What’s Causing My Arch Pain?

Plantar fasciitis is a likely culprit. But before you self-treat, get a proper diagnosis.

Angel asks: I have arch pain after I run for 30 minutes. I have several pairs of shoes that I rotate, and I’m good about replacing them. Do you know what could be causing this?

The foot is an amazing structure. It absorbs some of the shock with each foot strike with rarely a peep. But when it hurts, you really notice.

The foot has 26 bones and many more joint-surface contacts or articulations. Every joint has to be moving properly through each of these articulations for the foot to function pain-free. The bones form an arch that helps with shock absorption and keeps the foot aligned it softens with pronation (rolling in) and tightens with supination (rolling out).

The plantar fascia completes the tension-compression structure of the arch. It keeps the arch from falling flat. It hooks to the toes in a way that tightens the fascia and the arch as the toes bend in the toe-off stage of running or walking.

Two things can happen in the arch: The fascia can overstretch – like a spring – and not return to normal length, which can result in injury (usually plantar fasciitis). Or the bone articulations can be injured or shifted, which changes the normal motion of the foot and arch. Both can result in pain, and neither will heal well until the foot is moving normally through the phases of running or walking.

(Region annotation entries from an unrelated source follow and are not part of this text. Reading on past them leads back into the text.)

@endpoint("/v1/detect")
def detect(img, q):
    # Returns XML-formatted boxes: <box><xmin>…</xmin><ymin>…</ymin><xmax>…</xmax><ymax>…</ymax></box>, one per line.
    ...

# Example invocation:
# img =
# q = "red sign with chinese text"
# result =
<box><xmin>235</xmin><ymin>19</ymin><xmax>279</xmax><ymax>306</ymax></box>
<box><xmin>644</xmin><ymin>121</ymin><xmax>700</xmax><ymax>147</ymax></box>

Without knowing more about your pain and your training, it is difficult to guess the cause. It could be related to your choice of footwear, it could be an over-stretch injury, it could be a loss of normal motion in the foot articulations, or it could be the result of a mechanical dysfunction that’s rooted higher up, like in your knee or pelvis.

I would suggest you see someone who is familiar with running and the kinetic chain problems of the back, pelvis, and lower extremities. It may be a simple fix – manual therapy may help. Or it may require more in-depth imaging and other interventions to fix the problem. You may want to find a non-surgical provider, either in physical therapy or primary-care sports medicine for your initial evaluation.